Church in Europe and South Korea

The International Presbyterian Church (IPC) is a Reformed church in the United Kingdom, the European Union and South Korea, that holds to the Presbyterian confession of faith, with common commitments, purpose, accountability and governance.

== Origin ==
The church was founded by Francis Schaeffer as a missionary of the Reformed Presbyterian Church (RPCES) in the United States. Schaeffer and his wife, Edith, began L'Abri ("the Shelter") and then started the International Presbyterian Church. They moved from Switzerland to England, bringing the church with them.
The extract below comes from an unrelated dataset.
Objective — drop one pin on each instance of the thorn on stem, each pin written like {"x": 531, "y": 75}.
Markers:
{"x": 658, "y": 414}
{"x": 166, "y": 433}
The first congregation started in Ealing in 1969. They also created congregations among Korean-speaking people, including the London Korean Church.

Missionaries for the church worked in Timișoara, Targu Jiu, Verona, Italy, Ghent, Belgium and Baku, Azerbaijan.
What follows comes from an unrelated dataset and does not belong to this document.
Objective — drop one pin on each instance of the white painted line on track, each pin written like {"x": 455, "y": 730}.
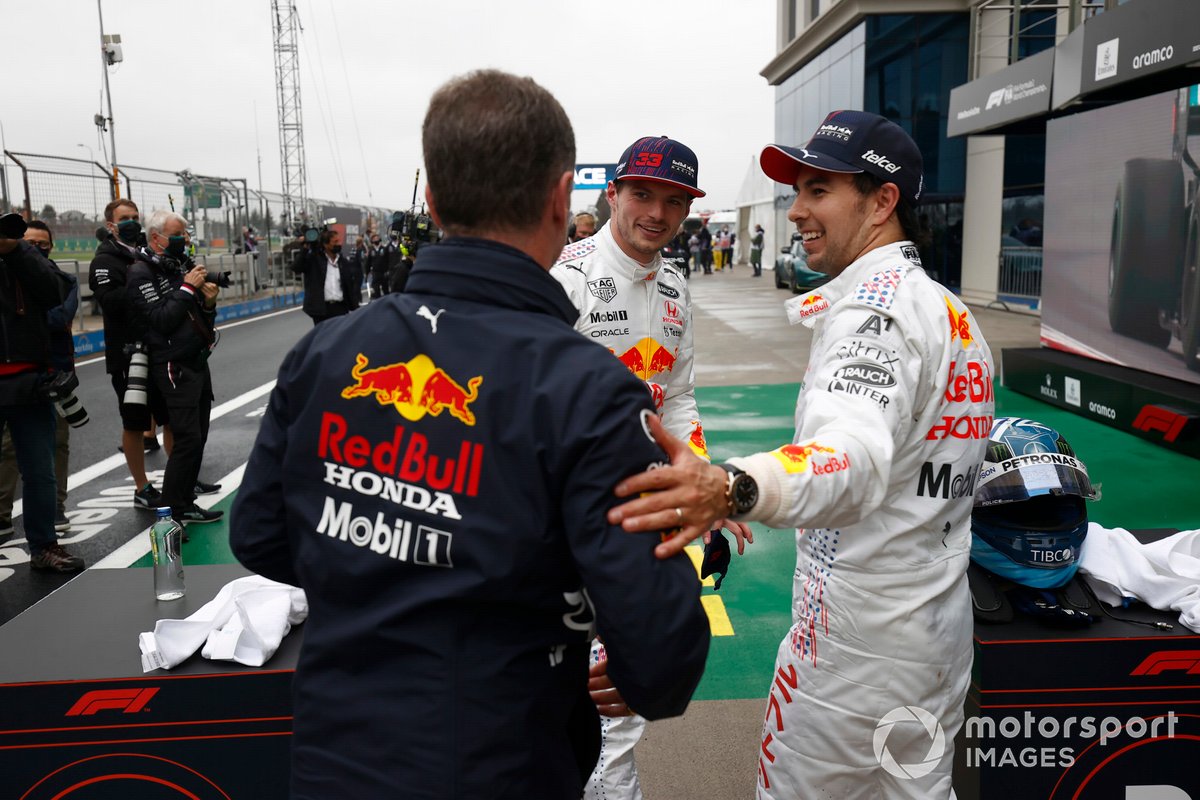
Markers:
{"x": 111, "y": 463}
{"x": 222, "y": 326}
{"x": 137, "y": 547}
In the 2010s, some dissatisfied evangelical congregations from the Church of Scotland have joined the International Presbyterian Church, with former ministers, elders (males only) and members creating four new Scottish congregations out of existing Church of Scotland congregations (although, one has since closed). These movements to another denomination was especially due to the liberalisation of the Church of Scotland on matters of human sexuality in the twentieth century.

== Organization==
The IPC has four presbyteries, namely a British Presbytery, a European Proto-Presbytery, Korean Presbytery and a South-Korean Proto-Presbytery which all follow a common Book of Church Order. The IPC website lists 48 congregations in total.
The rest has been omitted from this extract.